Very significant news emerging this week for the gold market.
From one of the biggest consuming nations on the planet.
That’s India. Where reports from local press suggest that the government may once again tighten restrictions on gold imports into the country.
Officials are reportedly looking at re-instating the so-called “80:20 rule” on imports. Under which importers of gold were required to re-export 20% of the supply they brought in from abroad.
The 80:20 rule was formally relaxed last May after being in force for a year. A move that has allowed a number of “nominated” agencies in India to more-freely import bullion over the last few months.
That’s had a notable effect on gold consumption from Indian consumers. With September’s imports recently reported at $3.8 billion—up 450% from the year-ago period.
But the uptick in gold imports has also caused troubles—notably for India’s trade deficit. Which hit an 18-month high of $14 billion during September.
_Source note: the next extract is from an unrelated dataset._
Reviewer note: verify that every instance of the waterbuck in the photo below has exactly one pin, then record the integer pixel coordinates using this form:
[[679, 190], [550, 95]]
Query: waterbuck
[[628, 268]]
That figure has worried India’s finance ministry. Prompting officials there to formally ask the country’s department of economic affairs and the Reserve Bank of India to look at re-imposing the 80:20 rule.
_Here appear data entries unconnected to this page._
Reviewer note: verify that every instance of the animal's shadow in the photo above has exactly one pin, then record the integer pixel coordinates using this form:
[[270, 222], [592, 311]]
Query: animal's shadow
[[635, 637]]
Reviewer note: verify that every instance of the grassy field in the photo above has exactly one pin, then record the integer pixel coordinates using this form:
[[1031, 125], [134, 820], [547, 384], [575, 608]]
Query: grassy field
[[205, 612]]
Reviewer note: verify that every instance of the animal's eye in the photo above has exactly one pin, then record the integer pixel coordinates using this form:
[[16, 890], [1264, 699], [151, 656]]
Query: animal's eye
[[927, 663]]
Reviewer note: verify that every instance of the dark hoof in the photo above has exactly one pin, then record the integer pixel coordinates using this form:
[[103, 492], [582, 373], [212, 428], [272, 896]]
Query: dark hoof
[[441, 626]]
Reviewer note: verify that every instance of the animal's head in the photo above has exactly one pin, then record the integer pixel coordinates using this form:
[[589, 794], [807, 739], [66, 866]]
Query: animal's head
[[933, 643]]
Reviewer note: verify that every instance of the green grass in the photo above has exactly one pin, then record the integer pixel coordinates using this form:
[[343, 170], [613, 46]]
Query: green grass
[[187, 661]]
The stated goal of such action would of course be to discourage gold imports. Which would provide a drag on global gold buying—and affect prices.
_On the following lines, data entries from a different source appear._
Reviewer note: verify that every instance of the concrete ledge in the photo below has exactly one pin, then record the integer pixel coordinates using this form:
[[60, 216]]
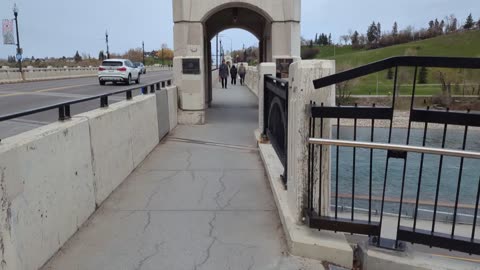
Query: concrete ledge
[[191, 117], [114, 156], [53, 177], [47, 191], [303, 241], [172, 106], [373, 258]]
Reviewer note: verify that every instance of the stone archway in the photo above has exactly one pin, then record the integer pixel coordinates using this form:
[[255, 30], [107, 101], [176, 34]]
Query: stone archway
[[276, 24]]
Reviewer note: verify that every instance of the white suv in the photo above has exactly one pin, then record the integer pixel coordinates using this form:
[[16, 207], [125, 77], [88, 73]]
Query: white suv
[[118, 70]]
The move would also be a surprise to a number of observers in the gold space. Who had been expecting India to continue easing its import policies, ahead of possibly allowing more-complete freedom on shipments.
Watch for news on any decisions by economic affairs or the Reserve Bank regarding official rule changes. India’s trade deficit numbers for October could also provide some clues as to what action is coming on this front.